A handful of doctors and nurses work side by side preparing for incoming calls. A few minutes go by before their pagers go off and they can see what type of patient is coming their way.

However, over the past few years, they have seen many of those patients coming in because of the violence in the community.

“Every day we see some kind of intentional violence here in the city, every day,” Dr. De Moya said.

(Spectrum News 1/Megan Marshall)

Dr. Marc de Moya is the chief of trauma surgery with Froedert and MCW. In his six years in Milwaukee, he’s seen trends no one wants to witness.

“Now we are seeing a gunshot wound or stabbing every day. We see over 400 gunshot wounds a year and so basically, we are seeing one a day and sometimes we are seeing multiple a day,” De Moya said.

The data from Froedtert speaks volumes. On average, there are about 3,500 severely injured patients that come through their doors each year.

If you break that down, you can see that 20% of those patients are people who come in with gunshot wounds or stabbing wounds. These are numbers that have steadily grown since 2020.

“A lot of people see these images from Ukraine or somewhere else that have war,” De Moya said. “It very much parallels that what we are fighting here is actually a real war. Patients come in and need that kind of care. It’s quick, and it needs to be decisive, otherwise patients die.”

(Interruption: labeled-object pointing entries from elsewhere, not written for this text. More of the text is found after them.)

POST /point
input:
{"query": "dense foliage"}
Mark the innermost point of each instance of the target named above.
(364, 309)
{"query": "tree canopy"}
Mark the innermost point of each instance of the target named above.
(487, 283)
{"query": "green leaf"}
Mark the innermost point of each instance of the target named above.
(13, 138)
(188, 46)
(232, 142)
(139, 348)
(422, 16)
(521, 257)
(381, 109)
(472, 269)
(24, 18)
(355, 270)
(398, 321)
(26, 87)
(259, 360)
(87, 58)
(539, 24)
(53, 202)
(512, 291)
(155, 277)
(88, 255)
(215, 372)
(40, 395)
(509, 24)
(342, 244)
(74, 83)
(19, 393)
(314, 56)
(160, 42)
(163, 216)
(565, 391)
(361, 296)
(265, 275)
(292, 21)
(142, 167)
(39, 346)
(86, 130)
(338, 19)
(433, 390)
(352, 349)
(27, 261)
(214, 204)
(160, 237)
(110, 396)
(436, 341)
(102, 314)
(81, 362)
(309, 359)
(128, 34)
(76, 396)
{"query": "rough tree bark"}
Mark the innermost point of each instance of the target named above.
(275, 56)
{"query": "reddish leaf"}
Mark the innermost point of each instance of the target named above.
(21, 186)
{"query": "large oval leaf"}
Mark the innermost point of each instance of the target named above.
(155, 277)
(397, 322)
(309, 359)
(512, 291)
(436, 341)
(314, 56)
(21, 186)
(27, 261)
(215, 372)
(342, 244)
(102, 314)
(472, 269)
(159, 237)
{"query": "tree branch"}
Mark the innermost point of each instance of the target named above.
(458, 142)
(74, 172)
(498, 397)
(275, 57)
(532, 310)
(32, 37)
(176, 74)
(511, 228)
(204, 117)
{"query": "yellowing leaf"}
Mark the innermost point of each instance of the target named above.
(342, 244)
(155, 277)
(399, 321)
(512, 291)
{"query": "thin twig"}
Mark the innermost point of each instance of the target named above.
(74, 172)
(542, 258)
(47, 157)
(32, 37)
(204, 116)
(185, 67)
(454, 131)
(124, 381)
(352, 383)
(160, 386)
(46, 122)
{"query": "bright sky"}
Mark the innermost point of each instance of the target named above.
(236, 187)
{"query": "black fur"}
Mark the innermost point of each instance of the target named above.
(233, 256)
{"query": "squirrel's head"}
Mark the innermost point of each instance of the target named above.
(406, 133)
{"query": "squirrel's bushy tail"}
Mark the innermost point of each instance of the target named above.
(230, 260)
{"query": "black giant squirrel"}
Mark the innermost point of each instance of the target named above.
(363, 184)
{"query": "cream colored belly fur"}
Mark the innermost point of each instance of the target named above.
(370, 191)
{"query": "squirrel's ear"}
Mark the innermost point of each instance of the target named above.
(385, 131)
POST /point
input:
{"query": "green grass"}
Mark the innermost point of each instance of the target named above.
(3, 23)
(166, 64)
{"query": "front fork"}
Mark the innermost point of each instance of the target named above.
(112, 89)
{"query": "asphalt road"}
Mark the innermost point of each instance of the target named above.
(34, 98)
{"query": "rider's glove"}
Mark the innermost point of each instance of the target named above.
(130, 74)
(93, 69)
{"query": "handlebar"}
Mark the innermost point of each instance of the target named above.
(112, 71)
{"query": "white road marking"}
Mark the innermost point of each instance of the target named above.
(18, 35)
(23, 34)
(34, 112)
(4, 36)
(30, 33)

(Spectrum News 1/Megan Marshall)

The team at Froedtert has actually been tasked with trying to save so many victims of violent crime that the system’s success rate has improved.

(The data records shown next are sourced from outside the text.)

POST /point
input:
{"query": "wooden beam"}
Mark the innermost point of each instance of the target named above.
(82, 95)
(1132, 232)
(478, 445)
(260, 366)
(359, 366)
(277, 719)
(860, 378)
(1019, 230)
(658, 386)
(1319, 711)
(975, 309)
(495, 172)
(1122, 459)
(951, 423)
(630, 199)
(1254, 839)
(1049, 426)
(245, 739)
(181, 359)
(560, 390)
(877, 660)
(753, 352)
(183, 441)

“If you are shot in Milwaukee or stabbed or have any trauma quite frankly at this point, you have a 97% chance of actually surviving that here at Froedtert,” De Moya said.

Trauma nurse manager Andrew Lynn has been working in this field for nearly a decade. He said it’s hard to even begin to describe what they have seen on a daily basis and over these past few years.

“It’s not something that I can put into words. If you don’t see it, you don’t really understand it,” Lynn said. “It’s busy, people are tired, we are working hard.”

(Spectrum News 1/Megan Marshall)

However, the work they do must continue no matter what comes through their doors. They can see the correlation of what's going on outside in the community as it translates to patients needing their care.

“We used to joke that trauma season was a summer season so like May, June, through August or September but now it’s a year round thing so we are seeing more and more,” Lynn said.

The care they provide isn’t always easy to deal with mentally. It can take a toll. However, the staff is prepared for this kind of trauma and they have resources they can work with.

(Spectrum News 1/Megan Marshall)

“Though a lot of this ‘battle like’ experience we have, it does bring the team together in other ways that can be a good thing for patients across the board,” De Moya said.

While the staff said there is no simple solution to this growing problem. They continue to handle the worst of it, are hoping for a reprieve sometime soon.